So what exactly went wrong to make this a three star book for me? Well, lots of things actually. I blame most of them less on the actual book itself and more on the synopsis the publishing house provided and the expectations it gave me. I was under the impression the book would be dually narrated with Michelle telling one part and Leah, her half-sister, filling in the rest.  This could have offered all kinds of unique insight and really added fire to the racial tension that is hinted at, but never really comes to fruition, on the cover.  It also made it so that even though Leah isn’t a flat character she never became as fleshed out as I thought she needed to be.   I often times found her relationship with Michelle very teen soap-opera. They hate each other, they hate each other more, they form a grudging acceptance, and then BOOM! They’re besties. My other major problem was the pacing of the book.
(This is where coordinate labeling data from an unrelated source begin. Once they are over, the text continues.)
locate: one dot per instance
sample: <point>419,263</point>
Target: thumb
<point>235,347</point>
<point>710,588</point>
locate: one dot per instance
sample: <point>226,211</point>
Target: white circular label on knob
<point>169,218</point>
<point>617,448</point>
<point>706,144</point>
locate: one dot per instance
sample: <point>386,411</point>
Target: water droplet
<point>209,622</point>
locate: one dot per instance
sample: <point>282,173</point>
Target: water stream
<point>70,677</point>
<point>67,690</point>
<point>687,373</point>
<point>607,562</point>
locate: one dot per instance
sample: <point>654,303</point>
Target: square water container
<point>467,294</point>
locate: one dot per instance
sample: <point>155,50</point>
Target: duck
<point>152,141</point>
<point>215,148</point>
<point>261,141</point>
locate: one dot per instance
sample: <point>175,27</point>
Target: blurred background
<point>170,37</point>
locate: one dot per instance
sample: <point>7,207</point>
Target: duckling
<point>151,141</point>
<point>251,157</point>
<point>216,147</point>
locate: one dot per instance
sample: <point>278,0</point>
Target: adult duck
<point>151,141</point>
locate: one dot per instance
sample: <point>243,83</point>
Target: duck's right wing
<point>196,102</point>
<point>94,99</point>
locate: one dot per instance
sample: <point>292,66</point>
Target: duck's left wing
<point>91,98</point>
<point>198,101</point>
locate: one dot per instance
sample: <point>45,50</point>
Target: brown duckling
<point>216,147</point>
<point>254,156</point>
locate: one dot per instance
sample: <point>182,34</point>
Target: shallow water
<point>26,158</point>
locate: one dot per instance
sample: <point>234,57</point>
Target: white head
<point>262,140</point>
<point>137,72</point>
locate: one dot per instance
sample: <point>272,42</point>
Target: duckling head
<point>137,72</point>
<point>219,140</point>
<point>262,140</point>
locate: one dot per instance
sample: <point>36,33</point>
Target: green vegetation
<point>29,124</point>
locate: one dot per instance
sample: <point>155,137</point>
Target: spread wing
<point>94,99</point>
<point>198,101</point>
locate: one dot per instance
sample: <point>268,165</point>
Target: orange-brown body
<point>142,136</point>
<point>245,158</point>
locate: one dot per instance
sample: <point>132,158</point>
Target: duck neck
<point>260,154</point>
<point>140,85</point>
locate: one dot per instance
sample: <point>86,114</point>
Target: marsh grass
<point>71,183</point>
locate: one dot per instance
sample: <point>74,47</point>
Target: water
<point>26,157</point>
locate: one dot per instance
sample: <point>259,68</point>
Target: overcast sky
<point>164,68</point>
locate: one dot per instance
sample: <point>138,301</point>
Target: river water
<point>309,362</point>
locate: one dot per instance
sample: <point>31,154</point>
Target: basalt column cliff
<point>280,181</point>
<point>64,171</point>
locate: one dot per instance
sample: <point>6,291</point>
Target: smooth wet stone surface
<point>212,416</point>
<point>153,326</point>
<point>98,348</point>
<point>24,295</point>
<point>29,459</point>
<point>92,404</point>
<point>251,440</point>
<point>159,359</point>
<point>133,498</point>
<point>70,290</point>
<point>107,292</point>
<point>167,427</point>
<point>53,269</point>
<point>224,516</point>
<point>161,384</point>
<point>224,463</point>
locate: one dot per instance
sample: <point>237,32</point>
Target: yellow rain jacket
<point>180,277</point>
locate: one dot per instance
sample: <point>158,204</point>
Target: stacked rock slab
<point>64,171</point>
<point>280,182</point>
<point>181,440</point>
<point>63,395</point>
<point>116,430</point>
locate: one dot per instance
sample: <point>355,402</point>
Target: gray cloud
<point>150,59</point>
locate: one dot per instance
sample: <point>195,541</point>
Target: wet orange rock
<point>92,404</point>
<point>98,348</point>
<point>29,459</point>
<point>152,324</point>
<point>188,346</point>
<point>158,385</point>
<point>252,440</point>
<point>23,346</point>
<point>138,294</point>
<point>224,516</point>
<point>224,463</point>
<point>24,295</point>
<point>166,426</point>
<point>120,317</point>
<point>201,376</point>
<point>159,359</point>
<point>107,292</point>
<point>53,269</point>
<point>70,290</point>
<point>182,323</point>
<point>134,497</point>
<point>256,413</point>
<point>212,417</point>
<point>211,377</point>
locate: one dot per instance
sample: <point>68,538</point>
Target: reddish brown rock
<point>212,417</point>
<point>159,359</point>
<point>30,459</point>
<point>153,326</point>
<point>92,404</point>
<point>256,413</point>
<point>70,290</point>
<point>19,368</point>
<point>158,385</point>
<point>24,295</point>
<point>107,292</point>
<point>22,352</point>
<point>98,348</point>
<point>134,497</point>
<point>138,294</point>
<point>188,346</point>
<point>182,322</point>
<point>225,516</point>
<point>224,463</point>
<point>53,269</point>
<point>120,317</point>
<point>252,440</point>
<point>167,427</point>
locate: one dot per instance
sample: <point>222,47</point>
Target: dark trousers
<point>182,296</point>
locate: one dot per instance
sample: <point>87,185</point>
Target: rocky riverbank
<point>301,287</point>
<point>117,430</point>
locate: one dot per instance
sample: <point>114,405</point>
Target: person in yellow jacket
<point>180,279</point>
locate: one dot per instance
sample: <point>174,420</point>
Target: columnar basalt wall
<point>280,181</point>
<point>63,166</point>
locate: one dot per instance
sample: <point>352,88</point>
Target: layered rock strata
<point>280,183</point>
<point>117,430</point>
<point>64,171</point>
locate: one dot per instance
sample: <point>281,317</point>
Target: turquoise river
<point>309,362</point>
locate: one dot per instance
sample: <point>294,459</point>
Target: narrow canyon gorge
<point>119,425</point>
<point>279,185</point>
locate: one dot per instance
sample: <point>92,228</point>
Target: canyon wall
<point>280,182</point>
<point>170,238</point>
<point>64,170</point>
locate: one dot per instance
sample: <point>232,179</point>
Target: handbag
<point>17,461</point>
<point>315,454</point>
As I said before the first hundred pages were great, engaging, and had me excited to turn the pages and find out where Lamarche was taking everything. After that though it was like the story hit a brick wall, where nothing worth noting happened for a hundred pages, and instead of noticing all the good that was happening I only saw the absence of things Lamarche could’ve done.

So to read or not to read? I think if you go in with an open mind just to enjoy the light hearted humor and easy breezy writing style you’ll be very happy with your selection. Even if you’re looking for a slightly more thought provoking read, I believe it could still deliver through the characters you’ll root for from the very beginning. I’m definitely excited to pick up Una Lamarche’s other works!